Chronique d’avril 2019 De l’importance d’avoir un corps (Oniriques oracles, ce cruel défaut de signalétique, partie 3)

À l’état vigile, nous ne sommes conscients que d’une infime partie de la somme d’informations qu’il nous faut traiter en permanence. C’est là, d’ailleurs, l’une des principales différences entre l’intelligence humaine et l’intelligence artificielle (IA).

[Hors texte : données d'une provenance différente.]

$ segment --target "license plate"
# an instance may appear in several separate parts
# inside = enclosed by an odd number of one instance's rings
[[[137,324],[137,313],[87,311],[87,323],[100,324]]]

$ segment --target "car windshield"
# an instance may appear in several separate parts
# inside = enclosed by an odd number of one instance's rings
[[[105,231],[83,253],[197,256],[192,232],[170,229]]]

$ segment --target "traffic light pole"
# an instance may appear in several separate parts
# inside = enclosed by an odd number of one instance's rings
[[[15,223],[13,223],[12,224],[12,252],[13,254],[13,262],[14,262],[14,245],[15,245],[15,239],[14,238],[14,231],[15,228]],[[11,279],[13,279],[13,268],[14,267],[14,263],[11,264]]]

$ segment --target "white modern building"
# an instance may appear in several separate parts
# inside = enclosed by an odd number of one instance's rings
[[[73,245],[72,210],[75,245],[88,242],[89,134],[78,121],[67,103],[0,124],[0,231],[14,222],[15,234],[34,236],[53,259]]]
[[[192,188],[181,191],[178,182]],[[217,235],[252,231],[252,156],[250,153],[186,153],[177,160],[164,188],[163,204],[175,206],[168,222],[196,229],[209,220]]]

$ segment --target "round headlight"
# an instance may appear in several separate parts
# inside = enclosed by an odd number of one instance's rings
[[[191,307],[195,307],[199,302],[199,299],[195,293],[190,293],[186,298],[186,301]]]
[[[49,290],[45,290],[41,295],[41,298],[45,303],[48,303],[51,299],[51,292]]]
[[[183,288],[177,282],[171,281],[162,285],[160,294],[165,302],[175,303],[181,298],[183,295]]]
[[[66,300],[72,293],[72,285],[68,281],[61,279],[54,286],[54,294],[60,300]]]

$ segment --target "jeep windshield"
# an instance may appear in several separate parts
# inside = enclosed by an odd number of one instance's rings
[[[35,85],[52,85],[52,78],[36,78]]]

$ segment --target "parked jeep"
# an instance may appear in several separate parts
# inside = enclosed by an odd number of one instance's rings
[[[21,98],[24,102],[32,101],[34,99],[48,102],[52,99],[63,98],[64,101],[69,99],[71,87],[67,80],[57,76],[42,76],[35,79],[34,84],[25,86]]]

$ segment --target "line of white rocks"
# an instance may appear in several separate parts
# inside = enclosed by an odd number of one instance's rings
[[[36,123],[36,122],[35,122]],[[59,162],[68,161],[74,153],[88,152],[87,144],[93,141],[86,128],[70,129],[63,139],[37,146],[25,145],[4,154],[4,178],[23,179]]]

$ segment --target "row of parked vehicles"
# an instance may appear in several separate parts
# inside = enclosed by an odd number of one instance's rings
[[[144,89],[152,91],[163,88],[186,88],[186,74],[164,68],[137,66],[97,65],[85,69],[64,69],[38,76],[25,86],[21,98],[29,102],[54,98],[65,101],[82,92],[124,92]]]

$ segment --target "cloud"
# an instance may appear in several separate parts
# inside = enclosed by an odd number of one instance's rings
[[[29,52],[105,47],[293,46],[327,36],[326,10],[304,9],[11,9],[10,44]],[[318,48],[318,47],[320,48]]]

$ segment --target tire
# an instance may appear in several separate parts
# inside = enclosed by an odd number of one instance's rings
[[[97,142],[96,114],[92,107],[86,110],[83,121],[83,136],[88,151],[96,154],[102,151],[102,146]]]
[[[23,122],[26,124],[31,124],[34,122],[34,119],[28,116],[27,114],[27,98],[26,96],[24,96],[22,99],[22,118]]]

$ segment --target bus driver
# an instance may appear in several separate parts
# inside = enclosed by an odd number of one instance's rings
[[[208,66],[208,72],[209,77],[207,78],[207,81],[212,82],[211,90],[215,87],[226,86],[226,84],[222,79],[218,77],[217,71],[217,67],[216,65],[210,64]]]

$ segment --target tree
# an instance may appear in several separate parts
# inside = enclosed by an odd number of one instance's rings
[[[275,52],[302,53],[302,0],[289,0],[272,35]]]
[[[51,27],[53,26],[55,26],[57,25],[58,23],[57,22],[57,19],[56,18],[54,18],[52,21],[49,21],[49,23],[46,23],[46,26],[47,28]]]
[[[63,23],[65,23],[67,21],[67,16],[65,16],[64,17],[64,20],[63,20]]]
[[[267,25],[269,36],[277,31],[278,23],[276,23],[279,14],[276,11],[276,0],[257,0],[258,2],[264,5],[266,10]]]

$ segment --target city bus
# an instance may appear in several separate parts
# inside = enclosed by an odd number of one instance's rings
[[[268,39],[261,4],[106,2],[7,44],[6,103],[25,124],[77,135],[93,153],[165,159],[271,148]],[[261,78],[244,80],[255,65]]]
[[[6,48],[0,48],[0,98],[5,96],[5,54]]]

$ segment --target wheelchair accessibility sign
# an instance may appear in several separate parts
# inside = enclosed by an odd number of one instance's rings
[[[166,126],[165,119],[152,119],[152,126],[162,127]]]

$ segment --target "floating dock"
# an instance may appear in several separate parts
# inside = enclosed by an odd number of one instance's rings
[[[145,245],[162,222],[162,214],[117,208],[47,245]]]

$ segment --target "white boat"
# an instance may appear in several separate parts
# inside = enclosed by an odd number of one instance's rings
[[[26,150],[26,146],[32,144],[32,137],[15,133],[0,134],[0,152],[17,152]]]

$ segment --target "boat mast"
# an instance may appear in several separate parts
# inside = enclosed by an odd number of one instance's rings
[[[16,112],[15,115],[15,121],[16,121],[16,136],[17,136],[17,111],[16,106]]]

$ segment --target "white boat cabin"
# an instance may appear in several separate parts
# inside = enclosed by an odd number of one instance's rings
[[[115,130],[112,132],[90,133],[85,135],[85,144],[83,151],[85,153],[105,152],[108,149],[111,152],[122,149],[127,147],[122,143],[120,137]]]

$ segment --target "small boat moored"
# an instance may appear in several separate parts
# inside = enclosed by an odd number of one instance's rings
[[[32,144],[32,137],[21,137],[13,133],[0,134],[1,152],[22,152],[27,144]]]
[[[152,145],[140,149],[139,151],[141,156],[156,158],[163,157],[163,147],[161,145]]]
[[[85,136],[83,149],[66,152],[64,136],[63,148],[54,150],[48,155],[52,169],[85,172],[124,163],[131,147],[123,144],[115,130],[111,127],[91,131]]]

Lorsqu’advint le jour fatidique où l’ordinateur eut la folle impudence de défier le plus grand joueur d’échecs au monde (Garry Kasparov, lors de ses rencontres historiques contre Deep Blue [en 1996], puis Deeper Blue [en 1997], les « super-ordinateurs » d’IBM), il se vit dans l’obligation de passer en revue, avant chaque déplacement, les milliards de coups possibles (Deeper Blue pouvait calculer, ainsi, jusqu’à 300 millions de coups par seconde !)… Alors que, dans le même temps, seuls 3 ou 4 coups étaient envisagés par l’esprit génial du champion russo-arménien ! Cette sélection ultra-drastique tenait en grande partie, bien sûr, à la très faible puissance « computationnelle » de l’intelligence humaine. Mais elle était aussi, et surtout, imputable à une autre caractéristique partagée par tous les êtres humains : celle de posséder un corps… lequel prodigue sensations et émotions. Un joueur d’échecs est donc parfaitement capable de réfléchir en intégrant cette dimension sensible de son être… ce qui lui permet de penser dans une direction donnée (sous l’effet de l’inspiration), plutôt que d’être obligé de le faire dans toutes les directions (à partir de la seule rationalité)¹. C’est grâce à ce corps que nous pouvons nous fier à notre intuition, à notre flair, à notre instinct, aux ressources protectrices de notre Inconscient… lequel se charge de traiter en douce la majeure partie des informations qui nous parviennent (de l’intérieur, comme de l’extérieur), préservant, ainsi, notre Moi conscient d’une inévitable noyade dans l’océan infini des informations à traiter (comme cela finit par se produire, au sens propre du terme, dans Drowning by numbers, le film hypnotique [et jouissif] de Peter Greenaway [1988]).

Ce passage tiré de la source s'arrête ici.